Apple criticized for the way it incites negative campaigns against flash

Last week one appeared on the Internet article in which we were presented with the fact that using the flash on a new generation MacBook Air leads to the loss of 30% of the battery autonomy. As a result of this article, Adobe was subjected to a media attack in which the company was accused of not doing enough diligence to solve the problems that flash constantly causes users. The CEO of Adobe came out this week to attack accusing that Apple incites and tacitly approves these campaigns to denigrate the brand of the Adobe company. Moreover, Kevin Lynch claims that the HTML 5 promoted by Apple would have exactly the same effect on the battery if the respective content should be displayed using the standards promoted by Apple during this year.

"It's a false argument to make, of the power usage," Lynch explains. "When you're displaying content, any technology will use more power to display, versus not displaying content. If you used HTML5, for example, to display advertisements, that would use as much or more processing power than what Flash uses."

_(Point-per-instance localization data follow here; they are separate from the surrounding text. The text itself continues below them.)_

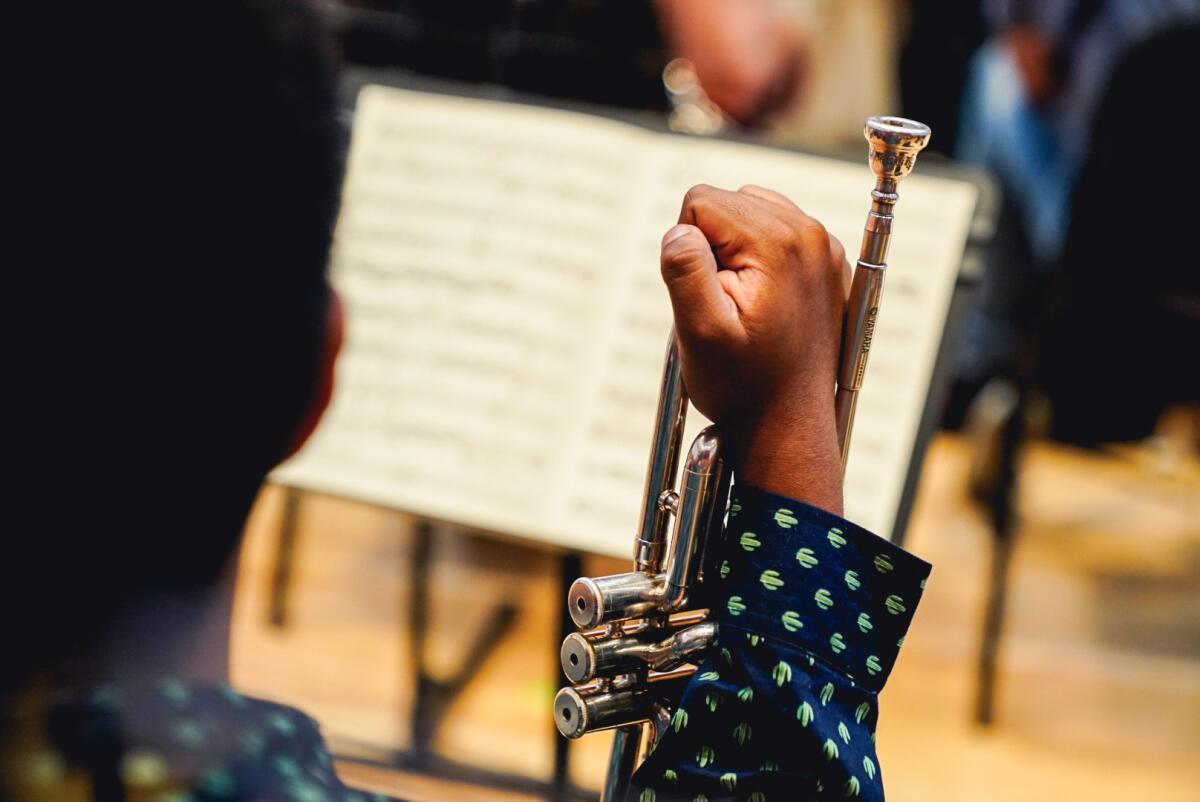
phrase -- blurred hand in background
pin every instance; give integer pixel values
(748, 57)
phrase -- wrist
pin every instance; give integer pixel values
(793, 455)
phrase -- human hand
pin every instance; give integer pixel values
(759, 291)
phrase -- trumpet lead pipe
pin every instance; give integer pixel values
(894, 143)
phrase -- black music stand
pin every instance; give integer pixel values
(433, 696)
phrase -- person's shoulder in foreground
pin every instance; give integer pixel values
(169, 742)
(813, 611)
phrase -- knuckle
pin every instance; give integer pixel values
(697, 195)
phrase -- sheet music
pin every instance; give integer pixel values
(507, 321)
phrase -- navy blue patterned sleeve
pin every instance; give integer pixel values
(813, 611)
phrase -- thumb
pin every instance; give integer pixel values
(702, 310)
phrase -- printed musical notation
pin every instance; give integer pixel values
(507, 323)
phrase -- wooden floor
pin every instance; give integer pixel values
(1099, 695)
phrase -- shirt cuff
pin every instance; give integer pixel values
(802, 575)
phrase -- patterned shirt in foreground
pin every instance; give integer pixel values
(813, 611)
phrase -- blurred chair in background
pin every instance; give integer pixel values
(1104, 310)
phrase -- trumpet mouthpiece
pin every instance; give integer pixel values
(894, 143)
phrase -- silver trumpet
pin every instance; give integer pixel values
(639, 640)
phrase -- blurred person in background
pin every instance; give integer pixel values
(193, 349)
(1031, 100)
(749, 59)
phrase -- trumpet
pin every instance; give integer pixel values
(639, 641)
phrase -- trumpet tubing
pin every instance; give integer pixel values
(639, 642)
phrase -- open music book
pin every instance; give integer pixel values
(507, 322)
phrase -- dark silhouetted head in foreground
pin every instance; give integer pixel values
(186, 333)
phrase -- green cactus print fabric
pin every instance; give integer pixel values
(172, 742)
(813, 611)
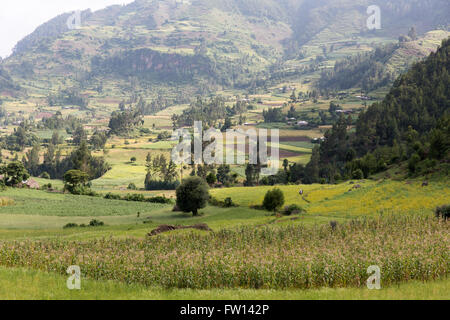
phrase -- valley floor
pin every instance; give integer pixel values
(19, 284)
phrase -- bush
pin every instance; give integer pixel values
(70, 225)
(192, 195)
(111, 196)
(45, 175)
(132, 186)
(211, 178)
(273, 200)
(135, 197)
(443, 212)
(161, 185)
(162, 200)
(293, 209)
(357, 174)
(227, 203)
(96, 223)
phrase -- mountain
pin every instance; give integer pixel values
(186, 47)
(380, 67)
(411, 124)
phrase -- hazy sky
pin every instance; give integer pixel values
(18, 18)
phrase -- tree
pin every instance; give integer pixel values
(31, 161)
(273, 200)
(56, 138)
(14, 173)
(192, 195)
(98, 140)
(211, 178)
(74, 179)
(79, 135)
(223, 174)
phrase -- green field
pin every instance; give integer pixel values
(20, 284)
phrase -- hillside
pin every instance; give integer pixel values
(410, 125)
(380, 67)
(180, 48)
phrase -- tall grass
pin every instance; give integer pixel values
(405, 248)
(6, 202)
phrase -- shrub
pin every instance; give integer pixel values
(211, 178)
(227, 203)
(96, 223)
(161, 185)
(112, 196)
(293, 209)
(132, 186)
(162, 200)
(45, 175)
(192, 195)
(443, 212)
(357, 174)
(273, 200)
(70, 225)
(135, 197)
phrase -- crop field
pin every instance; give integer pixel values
(293, 257)
(369, 198)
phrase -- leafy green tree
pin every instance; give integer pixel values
(192, 195)
(211, 178)
(273, 200)
(75, 180)
(14, 173)
(98, 140)
(79, 135)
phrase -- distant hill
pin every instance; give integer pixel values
(187, 47)
(412, 125)
(380, 67)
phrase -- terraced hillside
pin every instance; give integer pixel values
(180, 47)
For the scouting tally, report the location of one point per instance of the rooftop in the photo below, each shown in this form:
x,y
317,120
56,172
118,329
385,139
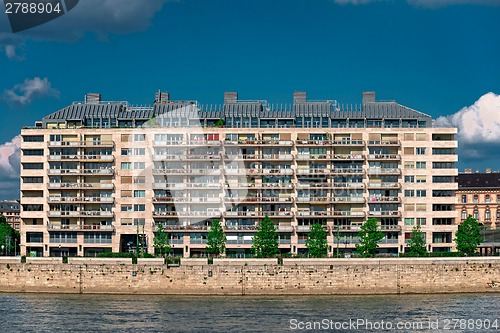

Lynch said several studies have already confirmed Flash's higher battery life, and also argued that HTML5 had far less reliable playback.

It is true that Apple started a war with flash a long time ago, but the reason for this war could be based not on the "good of the users" but on the fact that a few years ago flash replaced quicktime as the standard rendering of web content. This would have "marked" Steve Jobs so strongly that the entire campaign against Adobe aims to reinstate Apple's standards at the top of the web content publishers' preferences. On another note, flash has many, many bugs and requires far too many resources to run efficiently, so from my point of view we should turn our attention to something new and better, but maybe not HTML 5.